Historic New England is taking a 360-degree view of the issue, introducing paid internships and undertaking a thorough review of the systemic practices that reinforce bias in less obvious ways. One of those practices is recruitment. In the past, intern hiring has been decentralized, with individual department leaders often bringing on interns through word of mouth and personal connections to a handful of institutions. Moving forward, we will post internship positions publicly with special attention to sharing information with a broad range of schools. “Ensuring a diverse applicant pool means thinking beyond the more traditional and elite institutions,” says Butler. “We need to be building our relationships with state schools, HBCUs, and trade schools, for example.”

For students from underrepresented backgrounds, an internship is about more than building technical skills. It is a way to learn the (often unspoken) norms of working in a professional setting and collaborating across teams. “In the real world,” says Butler, “our interns are going to be interacting with colleagues who have very different roles and perspectives on the work. Exposing them to the full scope of operations at a cultural organization, and how those functions link together, will give them a competitive edge in the job market.” 

Another advantage? Networking. Convening intern cohorts is intended to facilitate connections and a sense of community within the field, establishing relationships that interns can take with them as they move forward in their careers.

A woman is in a library with books behind her. She leans over a desk, looking closely at sketches.
An intern works with archival objects in the Library and Archives at the Harrison Gray Otis House in Boston, Massachusetts.
A person kneels in the dirt next to a flower bed planting a bulb, while another person stands nearby holding a shovel.
An intern works on Boxwood restoration planting at the Lyman Estate in Waltham, Massachusetts.
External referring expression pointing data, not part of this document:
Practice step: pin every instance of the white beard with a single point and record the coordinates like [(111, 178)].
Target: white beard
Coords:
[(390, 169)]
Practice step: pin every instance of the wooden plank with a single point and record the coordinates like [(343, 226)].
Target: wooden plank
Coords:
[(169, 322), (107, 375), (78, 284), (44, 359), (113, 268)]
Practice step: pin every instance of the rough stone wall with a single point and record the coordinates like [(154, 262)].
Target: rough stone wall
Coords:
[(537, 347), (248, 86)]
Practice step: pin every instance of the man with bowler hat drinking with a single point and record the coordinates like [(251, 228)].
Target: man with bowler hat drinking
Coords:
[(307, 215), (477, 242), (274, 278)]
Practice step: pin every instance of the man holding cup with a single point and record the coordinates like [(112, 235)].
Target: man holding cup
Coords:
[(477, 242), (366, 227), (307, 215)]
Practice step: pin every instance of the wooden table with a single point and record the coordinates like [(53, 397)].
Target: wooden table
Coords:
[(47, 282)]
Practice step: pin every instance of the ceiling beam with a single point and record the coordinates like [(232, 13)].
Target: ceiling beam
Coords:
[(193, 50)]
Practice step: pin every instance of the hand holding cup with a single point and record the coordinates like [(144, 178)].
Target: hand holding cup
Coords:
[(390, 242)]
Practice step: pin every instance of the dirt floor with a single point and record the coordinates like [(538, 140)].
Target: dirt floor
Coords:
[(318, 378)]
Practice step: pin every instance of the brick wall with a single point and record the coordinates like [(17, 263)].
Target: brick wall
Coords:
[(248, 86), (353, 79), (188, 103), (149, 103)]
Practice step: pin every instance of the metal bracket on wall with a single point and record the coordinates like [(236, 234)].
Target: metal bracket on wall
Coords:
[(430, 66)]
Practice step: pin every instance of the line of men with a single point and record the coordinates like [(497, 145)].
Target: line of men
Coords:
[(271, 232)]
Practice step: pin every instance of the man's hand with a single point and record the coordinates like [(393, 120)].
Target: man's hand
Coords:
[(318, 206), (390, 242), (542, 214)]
Peter Gittleman, Team Leader for Visitor Experience, says that Historic New England has “an opportunity and an obligation” to take a leadership role in this work. “For well over a century we have been leaders in the preservation field. Developing and mentoring tomorrow’s museum professionals and ensuring that they represent the full diversity of the museum-going audience is critical to the continued impact and relevance of our cultural institutions.” 

The first intern cohort launches this fall. Historic New England will collect demographic and outcomes data on an ongoing basis, culminating in a white paper to be shared with peer institutions. An important part of this grant program is sharing what we learn with other museums. We want to better understand what knowledge gaps exist for students contemplating a museum career, particularly those from underrepresented backgrounds, and in what ways host sites or museums can bridge those gaps. What are effective strategies for recruiting and supporting interns from marginalized communities, and how can we apply those lessons to the hiring environment? What resources are necessary to build and sustain a paid internship program?
 
And perhaps the most important part is that this isn’t just about us. As Butler notes, our program matters beyond Historic New England and the interns we train, because “what we learn has the potential to create a real multiplier effect across the sector.”